Limitations & Future Work¶
- No online incremental merging: Adding a new task requires recomputing masks and re-merging; plug-and-play extension is not supported.
- Limited VLM scale: Only Qwen2.5-0.5B is evaluated; applicability to larger models (e.g., 7B+) remains unexplored.
- Linear growth in expert heads: Each task retains a dedicated expert head, leading to parameter redundancy as the number of tasks scales.
- Potential limitations for long-horizon tasks: Removing self-attention may constrain tasks requiring extended temporal reasoning; current evaluation covers only relatively short-horizon tabletop manipulation.
- Routing depends on initial observation: Routing is performed solely from the \(t=0\) observation; if the initial frame is not sufficiently discriminative, routing may fail.
- Future directions: Online incremental mask updates; lightweight learnable routers to replace SVD; validation on large-scale VLMs; expert head compression or sharing.
Related Work & Insights¶
- vs.
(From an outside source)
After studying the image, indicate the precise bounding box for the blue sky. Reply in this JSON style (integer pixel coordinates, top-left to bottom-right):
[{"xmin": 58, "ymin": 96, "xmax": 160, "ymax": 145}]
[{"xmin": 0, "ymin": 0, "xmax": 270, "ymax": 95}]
Task Arithmetic / TIES: These methods are effective for LLMs/VLMs but fail completely for VLAs (0%); MergeVLA restores their applicability through architectural redesign.
- vs. jointly trained multi-task VLAs (OpenVLA, π₀): Joint training requires retraining on all data simultaneously, whereas MergeVLA merges weights entirely offline without access to the original training data.
- vs. VLA-Adapter: Self-attention in the action expert causes non-mergeability; MergeVLA replaces it with cross-attention and demonstrates superior performance.
- vs. ReVLA: ReVLA uses merging to address visual forgetting; MergeVLA uses merging to achieve multi-skill capability—the objectives are distinct.
- Takeaway: Model merging in the VLA domain is far from mature; architectural design has a decisive impact on downstream mergeability—a lesson with broad implications for the modular design of all multimodal models.
Rating¶
- Novelty: ⭐⭐⭐⭐⭐ First systematic solution to VLA merging; diagnosis and design philosophy are both elegant.
- Experimental Thoroughness: ⭐⭐⭐⭐⭐ Three simulation benchmarks + real robot + extensive ablations + OOD evaluation.
- Writing Quality: ⭐⭐⭐⭐⭐ Diagnosis → solution → validation follows a rigorous logical arc with clear figures and tables.
- Value: ⭐⭐⭐⭐⭐ Provides a viable lightweight pathway for multi-skill scaling in embodied AI.